Pero la idea no es romantizar el tema, subraya Sara.
“No es lo ideal que las mujeres nos acompañemos dentro de una cárcel, porque en realidad consideramos que las cárceles no deberían existir”.
Según Lucía, en una segunda temporada del estudio, se tiene prevista la idea de narrar las historias de las mujeres, pero no desde una perspectiva sensacionalista sobre su llegada a la cárcel. Sino demostrando “que estás mujeres son igual que vos y yo, pero las circunstancias han hecho que estén ahí. Es una cuestión de desestigmatizar”.
Más adelante, la propuesta de Sara, Sofía y Lucía es hacer una propuesta feminista teórica desde y sobre las cárceles.
Muros, barreras y brechas
Para Sofía, a la gente, en general, le asusta incluso el muro de la cárcel.
“Es una barrera que nos aleja de las presas”, dice y con este trabajo de investigación buscan, además, que las voces detrás del muro se puedan escuchar.
“Sé que acercarte a la cárcel es incómodo, pero es posible. Ahora las visitas están permitidas. Hay muchas presas que son capísimas, que tienen una claridad política y quieren hacer escuchar su voz, pero nadie las está escuchando. Entonces creo que el feminismo tiene que incomodarse a sí mismo y atreverse a ocupar espacios que no se han alumbrado mucho antes”, explica Sofía.
Al salir de prisión, Sofía y Lucía experimentaron esa exclusión.

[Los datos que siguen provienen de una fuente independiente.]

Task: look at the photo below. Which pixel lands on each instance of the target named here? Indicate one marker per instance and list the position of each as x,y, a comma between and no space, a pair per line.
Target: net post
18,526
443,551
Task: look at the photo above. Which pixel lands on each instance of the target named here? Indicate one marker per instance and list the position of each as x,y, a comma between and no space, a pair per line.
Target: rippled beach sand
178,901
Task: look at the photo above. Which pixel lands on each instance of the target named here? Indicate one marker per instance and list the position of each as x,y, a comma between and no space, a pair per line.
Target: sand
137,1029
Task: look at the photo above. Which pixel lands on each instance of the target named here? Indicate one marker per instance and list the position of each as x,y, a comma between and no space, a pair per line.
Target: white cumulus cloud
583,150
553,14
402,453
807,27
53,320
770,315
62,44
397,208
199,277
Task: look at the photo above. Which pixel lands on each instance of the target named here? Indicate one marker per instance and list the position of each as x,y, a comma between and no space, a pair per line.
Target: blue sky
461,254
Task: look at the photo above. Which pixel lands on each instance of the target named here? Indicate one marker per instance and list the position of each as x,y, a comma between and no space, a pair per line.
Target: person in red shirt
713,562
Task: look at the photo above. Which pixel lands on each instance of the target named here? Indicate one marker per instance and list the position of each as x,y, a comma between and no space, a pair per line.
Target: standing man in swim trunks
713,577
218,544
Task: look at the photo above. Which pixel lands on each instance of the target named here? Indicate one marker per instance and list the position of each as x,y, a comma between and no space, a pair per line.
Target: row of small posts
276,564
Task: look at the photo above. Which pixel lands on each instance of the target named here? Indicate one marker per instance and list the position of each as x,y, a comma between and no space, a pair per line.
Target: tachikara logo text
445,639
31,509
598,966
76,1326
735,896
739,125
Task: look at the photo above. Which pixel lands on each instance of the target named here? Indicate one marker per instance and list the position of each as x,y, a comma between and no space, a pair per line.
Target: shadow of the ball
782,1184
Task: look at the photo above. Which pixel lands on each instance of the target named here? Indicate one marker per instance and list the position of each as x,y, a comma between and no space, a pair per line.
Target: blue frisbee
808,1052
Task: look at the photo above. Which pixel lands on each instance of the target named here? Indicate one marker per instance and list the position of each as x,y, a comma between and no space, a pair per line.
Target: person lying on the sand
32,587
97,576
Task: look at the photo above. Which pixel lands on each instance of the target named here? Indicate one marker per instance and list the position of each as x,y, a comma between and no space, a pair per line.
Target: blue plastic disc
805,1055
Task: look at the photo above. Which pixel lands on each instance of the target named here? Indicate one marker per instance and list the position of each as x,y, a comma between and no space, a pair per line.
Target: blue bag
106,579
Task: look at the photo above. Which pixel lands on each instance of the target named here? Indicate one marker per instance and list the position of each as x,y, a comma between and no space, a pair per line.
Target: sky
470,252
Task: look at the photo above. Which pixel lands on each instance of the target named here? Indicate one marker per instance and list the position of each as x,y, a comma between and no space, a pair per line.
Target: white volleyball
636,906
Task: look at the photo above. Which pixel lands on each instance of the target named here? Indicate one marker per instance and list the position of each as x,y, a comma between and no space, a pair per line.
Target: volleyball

Por eso, a través de la investigación, buscan las maneras de acortar las brechas entre las personas que están “en libertad” y las mujeres que están “privadas de libertad”.
Para ambas, hay muchos temas que se pueden trabajar sobre las cárceles. Uno de ellos es cómo vivir después del encierro.
“Es algo que vivo ahora. Es tan difícil conseguir trabajo porque la gente me reconoce”, dice Sofía.
Sofía y Lucía tienen un compromiso con las privadas de libertad, prometieron no olvidarlas. Saben que cuando una sale de prisión, no se va del todo, dejan algo y se llevan algo.
Lucía dice que la libertad es el anhelo más ansiado dentro de la cárcel, pero también es algo abstracto.
Cuando uno ingresa al penal, piensa que es lo peor, pero luego, al hablar con las otras reclusas, uno se da cuenta que “lo peor no es estar en la cárcel, lo peor es estar en la calle”.
“En la cárcel, mal por mal, tienes techo y comida. Tienes a la red de apoyo”, explica.
Muchas reclusas consiguen su libertad y logran retomar sus vidas en el exterior, otras vuelven a prisión.
En una ocasión, una mujer que cumplió su condena, salió de la cárcel de Miraflores. Alguna horas después volvió y tocó la puerta: afuera no tenía un lugar donde dormir ni dinero para comer. Pero no pudo regresar a la cárcel.
Desde adentro, sus compañeras entendían su miedo y esta vez no pudieron abrazarla.